To Weave a Narrative

Peter Nadel

Though I have always been an OED man, the Oxford English Dictionary defines a story quite fallaciously, as “A narrative, true or presumed to be true, relating to important events and celebrated persons of a more or less remote past; a historical relation or anecdote.” I would contest that a story is far more important than this definition would imply, and in fact, that stories are all around us, making up the fabric of not only our history and art, but our day-to-day communication. To communicate is to tell a story. Storytelling, therefore, at least to me, is the most important skill anyone can have.

I think some of the power of stories comes from the words, the story’s atomic particles.

I first became interested in storytelling a few years ago when I discovered the transformative power of the word. Words, as Tim O’Brien once said, are “far too complicated.” What is magical about them is their storytelling capacity, which is inherent in a word’s existence. A word always has its “other” meaning. This “other” meaning is the sum of its connotation, denotation, and cultural context, the net force of the word, found by multiplying the word’s mass and the intensity with which it is hurled. Here is the art of storytelling, lining up all the “other” meanings of the words so they make their own narratives separate from the most apparent one.

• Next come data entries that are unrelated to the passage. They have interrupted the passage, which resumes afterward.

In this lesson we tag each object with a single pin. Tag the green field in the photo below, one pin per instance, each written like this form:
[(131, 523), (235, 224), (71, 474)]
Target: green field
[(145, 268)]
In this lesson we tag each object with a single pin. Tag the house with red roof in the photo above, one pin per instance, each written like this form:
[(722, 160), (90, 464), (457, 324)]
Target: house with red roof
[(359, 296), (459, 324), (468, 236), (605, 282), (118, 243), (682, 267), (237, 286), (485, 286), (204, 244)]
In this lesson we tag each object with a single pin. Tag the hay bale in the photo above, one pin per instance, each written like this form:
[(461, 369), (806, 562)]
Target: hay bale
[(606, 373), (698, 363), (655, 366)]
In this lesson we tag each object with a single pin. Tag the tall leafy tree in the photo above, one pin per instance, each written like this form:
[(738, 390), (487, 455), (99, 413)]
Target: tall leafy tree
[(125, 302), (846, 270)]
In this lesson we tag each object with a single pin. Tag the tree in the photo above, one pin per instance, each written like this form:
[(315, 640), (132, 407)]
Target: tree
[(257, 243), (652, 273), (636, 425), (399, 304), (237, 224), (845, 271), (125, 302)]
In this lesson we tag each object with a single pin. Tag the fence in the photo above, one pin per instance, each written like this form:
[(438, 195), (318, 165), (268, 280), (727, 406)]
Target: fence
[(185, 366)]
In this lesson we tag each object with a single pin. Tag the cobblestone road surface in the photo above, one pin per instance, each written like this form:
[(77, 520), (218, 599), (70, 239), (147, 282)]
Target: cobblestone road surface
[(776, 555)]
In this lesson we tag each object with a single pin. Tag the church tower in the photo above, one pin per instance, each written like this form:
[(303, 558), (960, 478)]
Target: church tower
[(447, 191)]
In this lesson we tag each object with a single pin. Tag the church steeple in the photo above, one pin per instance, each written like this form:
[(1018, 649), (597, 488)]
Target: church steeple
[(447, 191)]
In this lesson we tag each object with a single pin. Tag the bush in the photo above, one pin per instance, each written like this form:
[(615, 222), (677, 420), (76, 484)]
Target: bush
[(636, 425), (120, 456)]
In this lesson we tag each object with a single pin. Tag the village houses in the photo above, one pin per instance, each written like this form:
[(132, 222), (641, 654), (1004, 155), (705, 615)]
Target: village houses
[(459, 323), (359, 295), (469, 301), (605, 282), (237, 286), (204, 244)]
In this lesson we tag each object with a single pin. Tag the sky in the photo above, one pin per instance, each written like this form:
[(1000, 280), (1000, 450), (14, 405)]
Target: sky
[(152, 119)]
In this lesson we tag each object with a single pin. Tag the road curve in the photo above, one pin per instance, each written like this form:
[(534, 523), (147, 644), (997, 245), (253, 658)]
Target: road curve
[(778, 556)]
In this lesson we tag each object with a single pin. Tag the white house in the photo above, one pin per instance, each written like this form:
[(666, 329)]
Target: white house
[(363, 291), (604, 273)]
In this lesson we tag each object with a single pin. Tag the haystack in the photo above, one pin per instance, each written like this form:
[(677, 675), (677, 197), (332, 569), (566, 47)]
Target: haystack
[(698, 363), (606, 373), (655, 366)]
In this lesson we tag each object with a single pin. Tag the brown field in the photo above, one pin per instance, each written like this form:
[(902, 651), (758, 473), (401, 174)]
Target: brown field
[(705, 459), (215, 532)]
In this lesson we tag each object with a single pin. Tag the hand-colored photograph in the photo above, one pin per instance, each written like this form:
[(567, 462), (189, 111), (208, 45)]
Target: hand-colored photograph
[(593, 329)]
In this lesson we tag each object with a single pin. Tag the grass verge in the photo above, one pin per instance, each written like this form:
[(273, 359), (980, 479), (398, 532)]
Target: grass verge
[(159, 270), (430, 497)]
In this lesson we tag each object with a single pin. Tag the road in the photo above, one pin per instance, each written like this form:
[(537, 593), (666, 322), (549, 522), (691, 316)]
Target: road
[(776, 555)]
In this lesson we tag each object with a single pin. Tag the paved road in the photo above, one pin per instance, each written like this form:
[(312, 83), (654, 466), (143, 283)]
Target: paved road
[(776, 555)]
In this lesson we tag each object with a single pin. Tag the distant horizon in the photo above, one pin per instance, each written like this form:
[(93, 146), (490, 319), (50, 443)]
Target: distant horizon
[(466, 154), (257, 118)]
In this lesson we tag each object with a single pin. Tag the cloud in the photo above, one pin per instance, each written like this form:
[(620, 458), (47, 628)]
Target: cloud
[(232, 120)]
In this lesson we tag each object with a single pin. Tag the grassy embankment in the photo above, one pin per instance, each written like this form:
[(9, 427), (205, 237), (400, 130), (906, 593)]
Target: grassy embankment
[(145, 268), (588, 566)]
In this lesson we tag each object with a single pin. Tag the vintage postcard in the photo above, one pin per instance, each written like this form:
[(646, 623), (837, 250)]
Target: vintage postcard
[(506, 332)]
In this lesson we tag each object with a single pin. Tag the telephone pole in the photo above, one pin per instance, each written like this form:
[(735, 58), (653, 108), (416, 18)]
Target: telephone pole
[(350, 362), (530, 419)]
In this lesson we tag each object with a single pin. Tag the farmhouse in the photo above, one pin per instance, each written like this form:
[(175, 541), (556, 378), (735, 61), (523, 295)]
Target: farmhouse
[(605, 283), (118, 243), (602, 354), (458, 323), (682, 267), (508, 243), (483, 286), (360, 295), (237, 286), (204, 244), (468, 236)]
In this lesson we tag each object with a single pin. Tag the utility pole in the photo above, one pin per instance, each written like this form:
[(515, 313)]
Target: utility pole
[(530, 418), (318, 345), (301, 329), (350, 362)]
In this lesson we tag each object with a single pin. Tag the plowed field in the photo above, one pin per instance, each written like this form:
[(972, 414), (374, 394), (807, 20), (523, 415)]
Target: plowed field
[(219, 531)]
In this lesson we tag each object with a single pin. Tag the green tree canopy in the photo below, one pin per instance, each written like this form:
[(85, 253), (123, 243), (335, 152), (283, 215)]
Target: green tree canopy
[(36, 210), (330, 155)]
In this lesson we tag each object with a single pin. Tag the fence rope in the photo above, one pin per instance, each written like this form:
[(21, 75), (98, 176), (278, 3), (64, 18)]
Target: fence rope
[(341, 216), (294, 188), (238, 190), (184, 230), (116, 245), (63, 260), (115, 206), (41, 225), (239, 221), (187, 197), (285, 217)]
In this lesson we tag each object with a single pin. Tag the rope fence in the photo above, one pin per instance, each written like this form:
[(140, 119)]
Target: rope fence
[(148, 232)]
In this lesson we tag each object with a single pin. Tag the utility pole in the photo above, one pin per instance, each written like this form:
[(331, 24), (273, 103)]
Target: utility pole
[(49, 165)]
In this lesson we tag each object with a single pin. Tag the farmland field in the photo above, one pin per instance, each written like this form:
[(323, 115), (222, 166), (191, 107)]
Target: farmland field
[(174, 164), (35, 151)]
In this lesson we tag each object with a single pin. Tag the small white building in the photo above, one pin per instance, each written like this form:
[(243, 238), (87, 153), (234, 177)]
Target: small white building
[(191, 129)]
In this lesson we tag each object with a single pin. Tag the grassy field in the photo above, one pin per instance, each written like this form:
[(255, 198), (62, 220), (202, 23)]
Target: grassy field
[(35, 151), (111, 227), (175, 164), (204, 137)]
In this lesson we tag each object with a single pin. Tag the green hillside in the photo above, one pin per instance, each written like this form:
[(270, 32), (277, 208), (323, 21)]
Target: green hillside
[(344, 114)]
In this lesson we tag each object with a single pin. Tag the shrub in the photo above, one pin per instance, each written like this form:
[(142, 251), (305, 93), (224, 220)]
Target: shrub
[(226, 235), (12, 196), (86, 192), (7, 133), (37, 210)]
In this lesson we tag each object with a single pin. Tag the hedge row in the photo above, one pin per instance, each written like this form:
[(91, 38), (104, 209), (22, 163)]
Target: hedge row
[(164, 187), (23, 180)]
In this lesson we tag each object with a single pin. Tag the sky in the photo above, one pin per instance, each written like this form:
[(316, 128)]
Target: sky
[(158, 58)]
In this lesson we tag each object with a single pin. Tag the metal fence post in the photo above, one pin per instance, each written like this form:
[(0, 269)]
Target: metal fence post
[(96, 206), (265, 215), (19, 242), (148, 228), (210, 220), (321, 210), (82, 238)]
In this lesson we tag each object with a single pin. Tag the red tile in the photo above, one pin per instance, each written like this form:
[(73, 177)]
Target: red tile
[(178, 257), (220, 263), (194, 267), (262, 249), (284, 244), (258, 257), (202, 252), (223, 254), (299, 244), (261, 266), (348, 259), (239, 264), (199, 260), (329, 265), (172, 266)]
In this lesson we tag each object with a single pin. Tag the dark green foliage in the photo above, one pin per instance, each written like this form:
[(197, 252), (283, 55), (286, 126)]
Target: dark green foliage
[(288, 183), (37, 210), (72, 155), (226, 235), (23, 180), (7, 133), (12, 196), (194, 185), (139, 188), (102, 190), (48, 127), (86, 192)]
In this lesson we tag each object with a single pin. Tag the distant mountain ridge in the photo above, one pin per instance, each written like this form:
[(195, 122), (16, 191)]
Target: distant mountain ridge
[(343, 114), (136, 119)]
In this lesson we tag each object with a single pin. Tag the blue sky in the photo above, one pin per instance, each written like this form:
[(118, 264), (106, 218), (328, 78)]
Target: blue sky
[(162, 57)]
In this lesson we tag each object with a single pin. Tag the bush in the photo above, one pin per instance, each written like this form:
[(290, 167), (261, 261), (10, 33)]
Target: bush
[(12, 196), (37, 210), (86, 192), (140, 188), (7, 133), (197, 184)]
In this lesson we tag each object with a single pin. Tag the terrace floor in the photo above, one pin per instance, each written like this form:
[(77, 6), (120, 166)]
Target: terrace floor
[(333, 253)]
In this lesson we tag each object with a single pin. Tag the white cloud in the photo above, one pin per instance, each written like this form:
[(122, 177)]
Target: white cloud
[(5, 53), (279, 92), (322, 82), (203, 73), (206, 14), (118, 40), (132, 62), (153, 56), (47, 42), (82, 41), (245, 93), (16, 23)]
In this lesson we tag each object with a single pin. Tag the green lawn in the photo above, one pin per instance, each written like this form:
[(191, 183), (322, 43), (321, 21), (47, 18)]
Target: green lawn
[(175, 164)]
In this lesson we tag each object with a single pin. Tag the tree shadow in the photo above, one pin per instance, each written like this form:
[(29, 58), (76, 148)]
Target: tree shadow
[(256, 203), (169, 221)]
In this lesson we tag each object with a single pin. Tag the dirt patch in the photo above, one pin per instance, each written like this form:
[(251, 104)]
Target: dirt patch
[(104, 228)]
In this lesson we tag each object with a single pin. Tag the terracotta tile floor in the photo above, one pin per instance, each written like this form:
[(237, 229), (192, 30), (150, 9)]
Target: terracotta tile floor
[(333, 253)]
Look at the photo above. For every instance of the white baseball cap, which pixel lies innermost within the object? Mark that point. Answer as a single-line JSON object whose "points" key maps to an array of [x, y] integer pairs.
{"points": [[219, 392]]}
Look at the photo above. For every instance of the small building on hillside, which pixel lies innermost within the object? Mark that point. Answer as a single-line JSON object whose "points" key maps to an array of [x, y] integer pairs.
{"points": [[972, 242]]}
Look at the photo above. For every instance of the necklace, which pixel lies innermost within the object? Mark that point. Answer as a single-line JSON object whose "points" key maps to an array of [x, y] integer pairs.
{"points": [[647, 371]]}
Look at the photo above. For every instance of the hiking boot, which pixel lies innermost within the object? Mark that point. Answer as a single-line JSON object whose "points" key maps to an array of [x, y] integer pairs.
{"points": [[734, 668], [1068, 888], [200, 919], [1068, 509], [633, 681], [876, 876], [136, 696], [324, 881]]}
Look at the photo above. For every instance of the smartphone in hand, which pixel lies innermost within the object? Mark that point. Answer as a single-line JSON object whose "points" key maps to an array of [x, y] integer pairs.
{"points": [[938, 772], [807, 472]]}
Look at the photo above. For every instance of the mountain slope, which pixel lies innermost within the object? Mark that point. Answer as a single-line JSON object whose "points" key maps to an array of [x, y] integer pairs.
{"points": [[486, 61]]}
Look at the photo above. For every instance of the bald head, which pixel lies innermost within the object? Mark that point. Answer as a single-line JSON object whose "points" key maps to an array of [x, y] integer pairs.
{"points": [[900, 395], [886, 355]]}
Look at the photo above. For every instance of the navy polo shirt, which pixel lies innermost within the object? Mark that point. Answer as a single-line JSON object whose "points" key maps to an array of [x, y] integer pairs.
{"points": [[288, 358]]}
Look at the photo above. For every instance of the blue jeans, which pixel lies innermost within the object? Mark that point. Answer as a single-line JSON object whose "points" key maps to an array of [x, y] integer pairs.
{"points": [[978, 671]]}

In this way words seem to make sense of many things. Consider the story of Odysseus, wily and crafty though he was, he could not escape the powerful and quantifying grasp of the word. The word made him real. Words can be scientific. They turn the unimaginable into little dots on a piece of paper or vibrations against an ear drum. They are at once inestimable and humanly contained, conjured and controlled. They are the heart and soul of storytelling, its be all and end all. A story cannot be a story without its words.

I think some of the power of a story comes from the tone of its storyteller.

I know a black fellow who, in his wisdom, is a fantastic storyteller, like a sub-Saharan bard, hopping around in front of us as if speaking to a fire in the wind. He has the common practice of yelling and howling the same one syllable until the assembled have his attention. Then he stares us down, piercing our skepticism and tearing away the veil of expectation from our eyes. His tone, from there, reflects the revealing nature of his vision. It is sinusoidal, varying with intensity, moving up and down like a snake. And like the proverbial snake, it enters our consciences and spins a yarn, filling us up with the warm and powerful and heart-clenching hug of temptation. “And he just came out, from nowhere! Just was there, I have no idea how he was next to me… Like one second he was the furthest thing from my mind, and the next he was right fucking there!”

His is a tone of surprise; with every story it derives from powerful first syllables and ejaculations of terror. Storytelling is a powerfully rhythmic experience for him. His curls of hair sprouting from his amber arms shake as he does, rocking and rolling to the beat of his own drum, his own tale, his own story. He has us hanging on every syllable.

I think some of the power of a story comes from the IMPETUS of creation (the so-called moral, theme, thesis, etc…).

The IMPETUS makes the tone and its words matter, giving it purpose, context, and life. It is what makes me cry to Invisible Man and not to The Great Gatsby. The former had purpose beyond itself, transcended mere ink on page. The IMPETUS, I think, can be defined as the agenda to write. Words maybe endless in scope, but are wielded with the hand of IMPETUS. Tone is only significant when consistent (or consistently changing), and IMPETUS steadies it, instilling tone’s humanity with a touch of order.

Miles Davis, who (in song) spoke without words, played the trumpet in a way no one wanted to, which would be to say, poorly by any conventional standard. But that is the thing about the IMPETUS. His gave meaning to hours of freeform jazz and meter-less pounding. His IMPETUS, while maybe not the same to everyone nor discernible from pure listening, supplied his music, his art with the power it needed to cross the threshold from sound to the heartbeat of the soul.

While a storyteller is the person who may tell a story, it is the IMPETUS that separates the fusion of tone and words into magic from simply sounds and runes, meaning nothing, communicating nothing.

There have been many people who tell stories, but not all of them are storytellers. For example, I have spoken of life, but Borges and Picasso and Wallace have told it. They have all instilled their creations with powerful tones, hues of word, and sentimental IMPETUSes, and we, as people, can only thank them for their art, observe it, and revel in its might.